ROANOKE TIMES

                         Roanoke Times
                 Copyright (c) 1995, Landmark Communications, Inc.

DATE: WEDNESDAY, January 8, 1992                   TAG: 9201080233
SECTION: VIRGINIA                    PAGE: B-1   EDITION: METRO 
SOURCE: MARK MORRISON, STAFF WRITER
DATELINE: FINCASTLE                                LENGTH: Medium


BOTETOURT SHERIFF SHIFTS PERSONNEL

Less than a week after taking office, Botetourt County Sheriff Reed Kelly has restructured the Sheriff's Department to establish a chain of command that he says has been lacking Kelly for months.

He also has begun steps to fulfill one of his primary campaign promises: expanding Botetourt's Drug Abuse Resistance Education program in the schools.

Meanwhile, his opponent in last fall's heated sheriff's race, Jerry Caldwell, has left the department after having been deputy and chief deputy for more than 20 years.

Since August, he had been Botetourt's acting sheriff.

Sources in the Sheriff's Department said Caldwell left quietly and did not say what his plans were. Reached by telephone at his home Tuesday afternoon, Caldwell declined to comment.

Kelly has named a chief deputy, promoted five road deputies to supervisory positions, reassigned three investigators to lesser roles and hired a new deputy to help expand the DARE program.

"I put people where I think they needed to be," he said.

As promised throughout his campaign, Kelly named Ken Smith as his chief deputy, filling a position that had been vacant since Caldwell was appointed acting sheriff when longtime Sheriff Norman Sprinkle retired early.

Caldwell did not appoint an interim chief deputy.

Smith, a deputy in Botetourt for 12 years, has spent six years as the DARE officer in Botetourt's five elementary schools. Kelly said Smith will be phased out of his current role in the DARE program over the next few months.

In his place, Kelly has hired former Rockbridge County Deputy Tom Hickman, 42, who was the DARE officer under Sheriff Freddie Spence. Spence was defeated in his bid for re-election this fall by Bobby Day, who since has cut the DARE program in his department.

Smith will continue to oversee the program, however, and eventually will teach DARE classes at Botetourt Intermediate School and at the county's two high schools. DARE now is being taught only at the elementary school level.

Kelly, the department's chief investigator before being elected sheriff, also reassigned three of his fellow investigators who served with him under both Caldwell and Sprinkle.

They are: Barbara Harris and Dick Beard, who both were reassigned as correctional officers in the county jail, and Ronnie Sprinkle, son of the former sheriff, who was reassigned to road duty.

All three were Caldwell supporters.

Kelly denied that his motives for moving them was political, saying that the changes were based on what he felt would result in the best operation of the department and on re-establishing a chain of command.
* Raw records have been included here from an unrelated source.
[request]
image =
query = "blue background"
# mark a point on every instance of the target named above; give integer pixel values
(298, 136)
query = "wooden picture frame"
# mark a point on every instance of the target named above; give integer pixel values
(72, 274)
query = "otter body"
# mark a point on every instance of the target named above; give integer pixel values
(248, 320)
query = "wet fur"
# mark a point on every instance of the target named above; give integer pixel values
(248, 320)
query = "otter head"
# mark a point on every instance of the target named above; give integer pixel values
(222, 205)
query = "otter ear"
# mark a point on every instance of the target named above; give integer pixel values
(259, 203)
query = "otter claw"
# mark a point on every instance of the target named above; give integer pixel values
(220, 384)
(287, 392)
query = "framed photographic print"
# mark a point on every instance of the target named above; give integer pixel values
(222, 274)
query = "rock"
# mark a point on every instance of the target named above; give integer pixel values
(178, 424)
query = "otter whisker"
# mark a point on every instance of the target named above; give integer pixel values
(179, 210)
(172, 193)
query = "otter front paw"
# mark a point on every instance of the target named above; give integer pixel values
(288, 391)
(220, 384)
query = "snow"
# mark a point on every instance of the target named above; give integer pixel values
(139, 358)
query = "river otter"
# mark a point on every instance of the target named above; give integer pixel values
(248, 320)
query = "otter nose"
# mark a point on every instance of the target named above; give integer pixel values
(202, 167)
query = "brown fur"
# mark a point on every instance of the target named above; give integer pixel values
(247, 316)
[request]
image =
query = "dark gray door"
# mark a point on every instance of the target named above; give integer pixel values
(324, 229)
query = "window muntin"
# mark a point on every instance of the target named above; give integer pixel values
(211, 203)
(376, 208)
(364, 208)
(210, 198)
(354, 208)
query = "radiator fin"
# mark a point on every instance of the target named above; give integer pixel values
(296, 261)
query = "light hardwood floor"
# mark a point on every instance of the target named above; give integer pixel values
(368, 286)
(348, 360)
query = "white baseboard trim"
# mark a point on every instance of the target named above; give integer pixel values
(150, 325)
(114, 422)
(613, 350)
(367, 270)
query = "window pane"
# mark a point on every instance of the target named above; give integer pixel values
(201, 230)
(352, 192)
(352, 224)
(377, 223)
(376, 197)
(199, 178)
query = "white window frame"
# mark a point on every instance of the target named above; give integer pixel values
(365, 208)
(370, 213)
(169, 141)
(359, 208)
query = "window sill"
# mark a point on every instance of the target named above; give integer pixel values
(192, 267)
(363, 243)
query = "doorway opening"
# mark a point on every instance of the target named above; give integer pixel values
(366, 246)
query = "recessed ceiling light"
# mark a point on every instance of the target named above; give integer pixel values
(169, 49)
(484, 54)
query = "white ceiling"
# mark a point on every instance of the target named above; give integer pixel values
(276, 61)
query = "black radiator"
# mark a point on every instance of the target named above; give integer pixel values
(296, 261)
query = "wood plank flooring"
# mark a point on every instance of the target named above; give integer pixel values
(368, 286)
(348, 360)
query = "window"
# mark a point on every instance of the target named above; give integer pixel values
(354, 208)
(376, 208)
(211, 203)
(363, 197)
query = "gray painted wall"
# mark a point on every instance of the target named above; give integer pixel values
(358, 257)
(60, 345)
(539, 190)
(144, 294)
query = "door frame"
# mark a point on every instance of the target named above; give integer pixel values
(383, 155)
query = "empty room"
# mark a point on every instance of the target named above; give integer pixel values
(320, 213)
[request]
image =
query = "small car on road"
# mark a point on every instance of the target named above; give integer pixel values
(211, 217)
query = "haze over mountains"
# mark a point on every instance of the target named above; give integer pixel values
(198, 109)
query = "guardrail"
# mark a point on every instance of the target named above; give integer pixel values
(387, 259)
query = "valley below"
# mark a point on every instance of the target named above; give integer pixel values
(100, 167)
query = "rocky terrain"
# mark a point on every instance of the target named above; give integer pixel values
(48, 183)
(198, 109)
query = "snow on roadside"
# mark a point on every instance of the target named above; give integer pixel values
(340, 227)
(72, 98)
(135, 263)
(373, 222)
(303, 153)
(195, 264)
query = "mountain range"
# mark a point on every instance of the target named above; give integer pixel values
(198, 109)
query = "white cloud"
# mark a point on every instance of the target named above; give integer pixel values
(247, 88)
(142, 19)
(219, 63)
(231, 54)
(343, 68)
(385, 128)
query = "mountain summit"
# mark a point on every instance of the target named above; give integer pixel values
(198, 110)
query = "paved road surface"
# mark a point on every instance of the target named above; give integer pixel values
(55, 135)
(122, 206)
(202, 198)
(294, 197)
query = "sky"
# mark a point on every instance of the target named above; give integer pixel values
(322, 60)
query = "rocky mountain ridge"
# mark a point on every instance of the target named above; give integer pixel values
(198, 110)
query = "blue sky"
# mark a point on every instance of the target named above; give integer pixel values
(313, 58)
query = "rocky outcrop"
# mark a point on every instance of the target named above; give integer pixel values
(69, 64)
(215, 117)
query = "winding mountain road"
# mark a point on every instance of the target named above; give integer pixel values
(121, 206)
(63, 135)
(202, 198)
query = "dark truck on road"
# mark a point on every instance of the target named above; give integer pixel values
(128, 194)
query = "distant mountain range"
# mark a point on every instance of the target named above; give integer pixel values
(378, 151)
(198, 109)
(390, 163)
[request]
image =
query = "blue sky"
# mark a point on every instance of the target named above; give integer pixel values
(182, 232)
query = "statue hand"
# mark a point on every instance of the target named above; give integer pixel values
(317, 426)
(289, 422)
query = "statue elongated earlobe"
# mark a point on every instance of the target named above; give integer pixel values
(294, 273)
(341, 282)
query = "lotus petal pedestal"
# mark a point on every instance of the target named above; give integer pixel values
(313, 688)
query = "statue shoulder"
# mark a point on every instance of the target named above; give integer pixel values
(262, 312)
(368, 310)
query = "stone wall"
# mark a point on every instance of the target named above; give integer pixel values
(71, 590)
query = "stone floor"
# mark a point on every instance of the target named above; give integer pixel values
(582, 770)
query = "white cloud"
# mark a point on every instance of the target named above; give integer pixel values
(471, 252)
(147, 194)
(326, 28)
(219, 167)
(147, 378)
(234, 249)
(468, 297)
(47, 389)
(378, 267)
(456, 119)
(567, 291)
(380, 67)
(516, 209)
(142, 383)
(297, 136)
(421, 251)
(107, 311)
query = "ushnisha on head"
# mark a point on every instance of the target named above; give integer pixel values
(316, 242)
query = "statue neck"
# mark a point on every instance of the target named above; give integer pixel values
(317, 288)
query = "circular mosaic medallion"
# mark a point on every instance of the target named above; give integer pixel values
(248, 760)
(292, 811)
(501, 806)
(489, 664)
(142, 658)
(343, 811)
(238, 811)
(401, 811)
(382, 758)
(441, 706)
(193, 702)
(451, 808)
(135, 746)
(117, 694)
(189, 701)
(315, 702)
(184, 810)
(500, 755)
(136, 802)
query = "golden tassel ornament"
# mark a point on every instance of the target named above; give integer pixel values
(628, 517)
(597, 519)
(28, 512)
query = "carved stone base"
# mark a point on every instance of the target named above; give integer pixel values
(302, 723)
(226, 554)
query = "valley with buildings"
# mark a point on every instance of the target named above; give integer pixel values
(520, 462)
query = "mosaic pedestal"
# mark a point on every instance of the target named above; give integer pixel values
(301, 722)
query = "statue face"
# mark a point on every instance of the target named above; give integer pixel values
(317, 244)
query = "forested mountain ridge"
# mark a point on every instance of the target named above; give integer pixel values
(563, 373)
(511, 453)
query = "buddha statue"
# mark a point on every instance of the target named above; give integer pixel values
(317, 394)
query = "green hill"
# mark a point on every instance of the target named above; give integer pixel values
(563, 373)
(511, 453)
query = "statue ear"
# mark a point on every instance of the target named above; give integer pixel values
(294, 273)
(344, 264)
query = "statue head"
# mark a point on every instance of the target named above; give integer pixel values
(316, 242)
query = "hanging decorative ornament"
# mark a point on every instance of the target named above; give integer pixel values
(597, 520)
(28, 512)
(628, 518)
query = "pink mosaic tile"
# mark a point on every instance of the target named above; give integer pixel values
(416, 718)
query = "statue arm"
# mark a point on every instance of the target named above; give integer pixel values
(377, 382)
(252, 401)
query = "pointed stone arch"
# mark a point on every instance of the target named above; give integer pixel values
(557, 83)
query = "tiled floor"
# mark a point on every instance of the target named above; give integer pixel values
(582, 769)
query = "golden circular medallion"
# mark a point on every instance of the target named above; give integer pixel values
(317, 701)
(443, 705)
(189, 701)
He said that authority in the department had been "fairly unstructured" in recent months with no chief deputy, a lame-duck acting sheriff and the retirement of Albert Johnson, the uniformed division supervisor.

Johnson retired in September and had not been replaced, Kelly said.

He said the changes also were made in response to the department's growth over the years to 45 employees. Under the restructuring, Kelly has eliminated the five formal investigator positions and promoted several road deputies to supervisory positions that give them investigating authority.

They include Dave Mullins, who has been a Botetourt deputy for 17 years, Delbert Dudding and Larry Carr, who have been on the road for 12 years each. Mike Musselwhite, who had been an investigator, also was named to one of these supervisory posts.

Kelly said they will handle the bulk of the investigations.

"My hope is that someone in that group will excel at investigations and at some point I can maybe appoint a formal chief investigator," he said.

In addition, Gary Guilliams, a road deputy for nearly 15 years, is now a uniformed division supervisor, filling the job vacated by Johnson. Tom Guill, the department's senior officer after Kelly, is now head of court services.

Concerned that skeptics might believe he promoted only officers who supported his campaign, Kelly countered that some of the promotions were given to Caldwell supporters as well. However, he would not say which ones.

"I don't want to get into that," he said.